My Lords, research is covered in the White Paper review on pages 37 and 38.

Lord Rippon of Hexham

My Lords, while I warmly welcome much of the Statement. perhaps I may press my noble friend on one point. Why do the Government persistently regard democratically elected councillors as unrepresentative of local interests and concerns?

Lord Hesketh

My Lords, I am very grateful to my noble friend Lord Rippon for raising that point. I should point out to him that he will see in the White Paper a very important statement; namely, that the object of the programme that we are proposing, whereby we shall be reducing the numbers involved on boards, is to reduce membership to people who have in part a straightforward technical contribution to make. There are other people who will not be on the board, such as contractors and those who might have an interest from another side and another place, as well as other parties. This is in no way an attack on local authorities.

Lord Rippon of Hexham

My Lords, on that analogy, why do we not leave government to the Permanent Secretaries?

Lord Trafford

My Lords, I should like to ask my noble friend, if he can, to reassure us on a point which I think will concern a lot of people: namely, there is the possibility raised in the rather short outline of the White Paper that he has given that hospital services going under the hospitals trusts (320) could lead to a two-tier hospital service. I am sure he will agree that one of the great functions of the National Health Service over 40 years has been to disseminate talent and equality of care, and good care, all over the country. Can he reassure us that this will not be reversed; that this process which has gone on for 40 years will continue and that there will be no question of two-tier-type hospital services?

Lord Hesketh

My Lords, I am grateful to my noble friend for his question. He is entirely correct in stating that on paper some 320 hospitals could fit the profile but I think it is true to say that we in the department are certainly not expecting 320 hospitals to be in National Health Service trusts right away, or probably ever. The key is to provide a shining example which will be to the advantage of every hospital up and down the kingdom and which will result in standards not only being equal but improving.
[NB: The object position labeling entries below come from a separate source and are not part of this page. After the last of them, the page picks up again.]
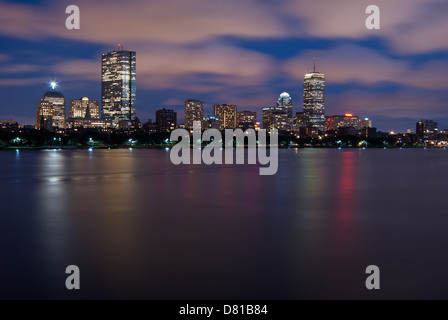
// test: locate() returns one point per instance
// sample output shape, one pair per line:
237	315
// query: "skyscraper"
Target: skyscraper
427	129
226	114
366	123
166	120
118	74
275	118
246	119
194	111
84	108
51	110
285	102
314	99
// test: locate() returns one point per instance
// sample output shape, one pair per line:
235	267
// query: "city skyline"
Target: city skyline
394	80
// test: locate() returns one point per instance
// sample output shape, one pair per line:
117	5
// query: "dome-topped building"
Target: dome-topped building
285	102
51	110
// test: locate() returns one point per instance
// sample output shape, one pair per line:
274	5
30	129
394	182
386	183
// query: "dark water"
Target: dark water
139	227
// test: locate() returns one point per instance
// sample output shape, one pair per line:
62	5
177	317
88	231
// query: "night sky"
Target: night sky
243	52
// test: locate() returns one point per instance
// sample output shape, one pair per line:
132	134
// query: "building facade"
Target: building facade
285	102
246	120
347	120
194	111
275	118
226	114
166	120
365	123
51	111
84	108
211	122
314	99
118	75
427	129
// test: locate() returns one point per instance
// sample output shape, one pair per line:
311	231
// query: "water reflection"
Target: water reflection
140	227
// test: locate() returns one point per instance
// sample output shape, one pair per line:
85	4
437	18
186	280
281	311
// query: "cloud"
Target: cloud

The Lord Privy Seal (Lord Belstead)

My Lords, may I intervene for just one moment? I think it is fair to say that my noble friend has dealt with the questions that have been put to him comprehensively and succinctly. For that reason we could probably go on for a long time, but we are well over the period the House itself thinks is right for a Statement. May I suggest that we take a question from the noble Baroness, Lady Lockwood? I also know that the noble Lord, Lord Tordoff, has a point that he particularly wants to make; and then I think we ought to pass on to the next business. Meanwhile, I give an assurance that I have certainly taken on board the fact that the House expects a debate on this matter.

Baroness Lockwood

My Lords, I wonder whether the Minister can assure us that the two very bland paragraphs on pages 37 and 38 on training and research are not the only responses that the Government are going to make to the House of Lords Select Committee on priorities in medical research. These two paragraphs do not in any way address themselves to the recommendations of that Select Committee report.

Lord Hesketh

My Lords, that is certainly not the case. I can assure your Lordships that responses to the Secretary of State's letter of 21st November 1988 to the regional health authority chairmen on your Lordship's Select Committee are being considered at this very moment.

Lord Tordoff

My Lords, I thank the noble Lord the Leader of the House for what he said, but in this case the noble Baroness has made the point for me.